Ancak bu ülkedeki en büyük lobilerden birinin bedelli askerlik lobisi olduğunun da farkındayım.
Milli Savunma Bakanı İsmet Yılmaz'ın yeni bir bedelli askerlik uygulamasına yeşil ışık yaktığı konuşmadan sonra, bedelli askerlik lobisi hemen düğmeye bastı.
Dün bu konuyla ilgili 50'nin üzerinde mail aldım.
Kendilerince haklı sayılabilecek gerekçeler öne sürdükleri ve bedellinin neden elzem olduğunu anlattıkları maillerden birinde ilginç bir ayrıntıya takıldım.
Bedelli Askerlik Platformu'ndan gelen maildeki bilgilere göre, 30 Mart'ta yapılacak yerel seçimde asker kaçağı ve bakaya durumda olan 700 bin kişi oy kullanamayacak!
Rakamın büyüklüğüne bakar mısınız?
Seçim sonuçlarına hatırı sayılır derecede etki edecek bir topluluktan bahsediyoruz.
2013 yılının Ekim ayından beri GBT taramalarıyla aranan bu insanlar, askere alınmamak için 30 Mart'ta sandık başına gitmeyecek.
Aslında bu mesele 2011 bedelli yasasında yaş kriteri biraz düşürülerek çözülebilirdi.
30 yaş ve üstünün 30 bin lira ödeyerek faydalanabildiği o uygulama dertlere derman olmadı.
Şimdi madem yeni bir bedelli çıkarılması düşünülüyor, o zaman bu konunun bir daha hiç gündeme gelmeyecek şekilde halledilmesi şart.
Çünkü gerekçesi ne olursa olsun, askerliğini yapmış insanların bedelliyi makul bir uygulama gibi kabul etmesi imkansız.
Türkiye gibi bir ülkede toplumsal vicdan kabul etmiyor bedelliyi.

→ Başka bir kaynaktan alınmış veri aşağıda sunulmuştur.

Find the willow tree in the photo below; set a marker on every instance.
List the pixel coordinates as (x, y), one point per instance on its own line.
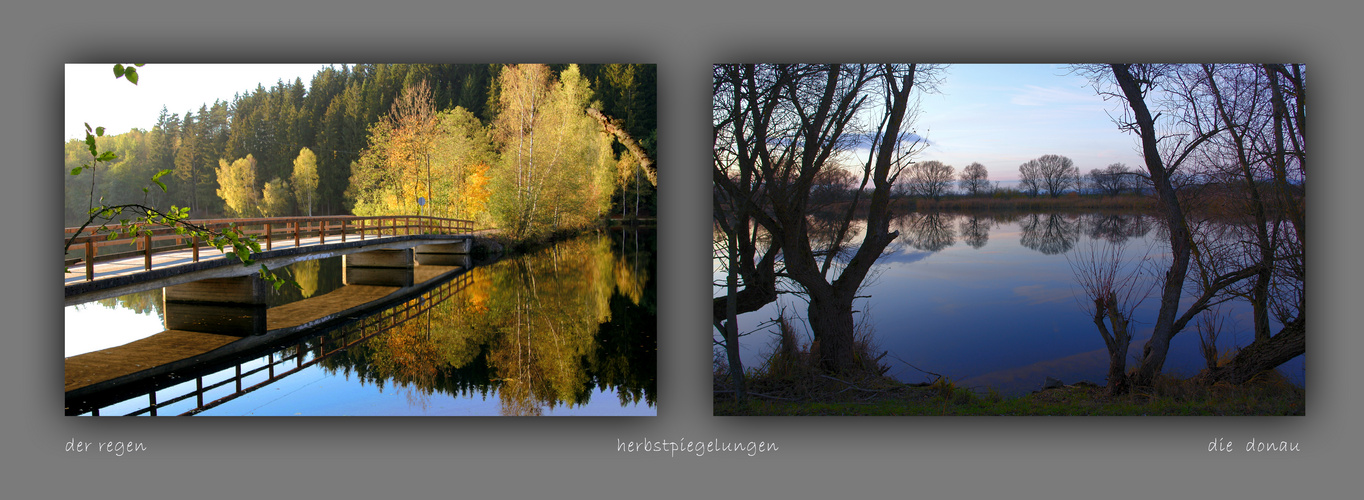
(793, 121)
(1194, 131)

Ancak yıllardır çözüm bulunamayan bu soruna da çare bulunması şart.
CHP'li Mustafa Moroğlu'nun hazırladığı bir bedelli teklifi var.
Bence son derece makul ve uygulanabilir bir teklif bu.
Milli Savunma Bakanlığı, mümkünse bedelli işini seçimden önce çözmeli.
Bu konuda muhalefetten bir itiraz gelmeyecektir.
Parasal boyutunu bilmem ama sırf şu 700 bin oy için bile çıkarılması gerekiyor son bir bedelli yasasının.